Over the next 12 months the lives of the youth began to change in fundamental ways and the community of Dandora changed with them. The unemployed got themselves back to education or set up business to generate income. Community projects were initiated around urban agriculture, community security and arts. Up to this point there was one rape or death each night in Dandora Phase 4. Now, three years on, there's only one a month at most.
But it didn't stop there. Amongst this youth group (now called The Dandora Uprising), was a young man called Peter who confessed to me recently that if it hadn't been for the Emerging Leaders training he would have been dead by now, like many other youth in the area. In September 2013 we invited Peter, one of the founder members of the youth group to attend a week long Train The Trainer. From there Peter started training other youths. As of the end of April 2016 Peter has now trained 1500 people himself. His training has an estimated impact on the lives of up to 9000 people. The wider impact of the training that Peter and his friends have carried out has reached over 20,000 people.
• 203 of the youth are sustaining their lives from revenue collected from the community through projects
• 20,100 community members enjoy safe and secure environment
• 1,200 people have increase saving
• More than 5 Million Kenyan Shillings (just under $50,000) have been saved through table banking
• 25 youth have gone back to university and colleges, including Peter
• Initiation of more than 100 small scale businesses,
• Improved livelihoods due to additional income because of youth leading their finance
• A clean environment, safe for children to play
• Increase in enrollment of children in school
• Increased trust between youth groups and government institutions
• Creativity and innovation - people want to start leading their own projects like the Uprising Library (see below)
In Peters words "this would never had been possible if Leadership for Life had not been introduced to Dandora"

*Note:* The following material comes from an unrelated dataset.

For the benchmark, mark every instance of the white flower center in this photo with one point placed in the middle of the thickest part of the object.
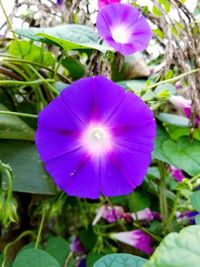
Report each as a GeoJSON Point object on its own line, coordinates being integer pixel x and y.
{"type": "Point", "coordinates": [120, 34]}
{"type": "Point", "coordinates": [97, 140]}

I once asked Peter ,"What is the legacy you want to leave with your life". He asked for time to think about it. A few months later he said, "I have the answer to your question. I want to build a library in Dandora because there isn't one. Children have no safe, lit place to go and do homework after school". At that time there was nothing. Now there is Dandora's first ever community library that he and his team have created, with over 500 books and a few computers, with 25 children attending each evening.
So, what about the picture at the start of this blog? In the centre is the only male, Peter. This was his April 2016 group. All unemployed women. They came in hopelessness. They told Peter that they found their food each day by picking over the City rubbish dump nearby and they simply waited to die because they saw absolutely no hope for their lives. Peter started with 35 women and this soon became 50 women as word spread of the hope the training was bringing. By the end of April, 6 of them had started businesses to create their own income. Peter pointed out to me the smiles on their faces. "There were no smiles when they started. They now have hope"
It doesn't matter who your name is, when one person starts to lead their own lives the world around them changes.